President Obasanjo travelled to Japan for a special meeting with G7 leaders the day before their own summit commenced in Okinawa. President Obasanjo attended the meeting in Tokyo as a representative of the Group of 77 nations together with President Mbeki of South Africa and the leader of Algeria (representing the OAU) and the Prime Minister of Thailand (representing UNCTAD). They strongly pushed the case for 100% cancellation for the poorest countries, but at the Okinawa Summit the G8 leaders failed to make any progress on debt cancellation and even backtracked on their promises.

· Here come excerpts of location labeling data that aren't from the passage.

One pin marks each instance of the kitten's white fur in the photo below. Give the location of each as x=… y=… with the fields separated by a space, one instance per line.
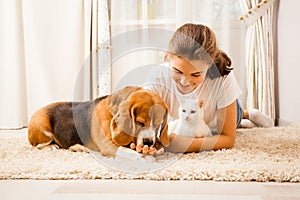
x=190 y=122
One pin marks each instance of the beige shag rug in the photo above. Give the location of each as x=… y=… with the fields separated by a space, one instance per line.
x=271 y=154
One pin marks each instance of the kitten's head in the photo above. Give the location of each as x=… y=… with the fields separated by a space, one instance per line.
x=191 y=110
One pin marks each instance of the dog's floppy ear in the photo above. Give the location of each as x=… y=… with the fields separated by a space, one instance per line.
x=122 y=126
x=159 y=115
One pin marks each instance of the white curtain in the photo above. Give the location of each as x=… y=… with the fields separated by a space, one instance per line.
x=132 y=15
x=258 y=16
x=45 y=48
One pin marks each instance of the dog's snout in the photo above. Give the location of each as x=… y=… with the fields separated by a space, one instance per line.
x=148 y=141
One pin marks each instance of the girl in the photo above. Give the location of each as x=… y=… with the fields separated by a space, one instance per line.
x=198 y=69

President Obasanjo said he was disappointed with the outcome of the Summit, but said, "we are not giving up." Citing the case of Nigeria's debt, he said much of the foreign debt now ascribed to Nigeria is illegal and that the case still needed to be made on the immorality of the debt crisis.

He said: "All that we had borrowed up to 1985 or 1986 was around $5 billion and we have paid about $16 billion yet we are still being told that we owe about $28 billion. That $28 billion came about because of the injustice in the foreign creditors' interest rates."

"If you ask me what is the worst thing in the world, I will say it is compound interest."

He held out the hope that progress could be made with the G8 because "the fact that these people are saying essentially the right thing is good because you can hold them to they are saying, when the time comes.

“I don't believe the idea should be confrontational. The idea should be to make our case and collectively," he said. "We must realise that we are not as weak or as powerless as we think. Individually we are, collectively we are not," he said. He called on developing nations of Latin America, Africa and Asia to work together concertedly on the issue of debt relief, adding "where there is anything like luke-warmness in some countries we should work against it because we should swim together otherwise we sink separately."

He also challenged leaders of the indebted nations "to put our own houses together. We have to be seen to be doing the right thing in terms of the management of our affairs, politically, economically and socially."

"Then we will be able to say that, yes, if we get debt reduction, if we get debt cancellation, we are going to use the money properly, we are going to use the money to alleviate the poverty and suffering of our people, we are not going to siphon the money into Swiss banks."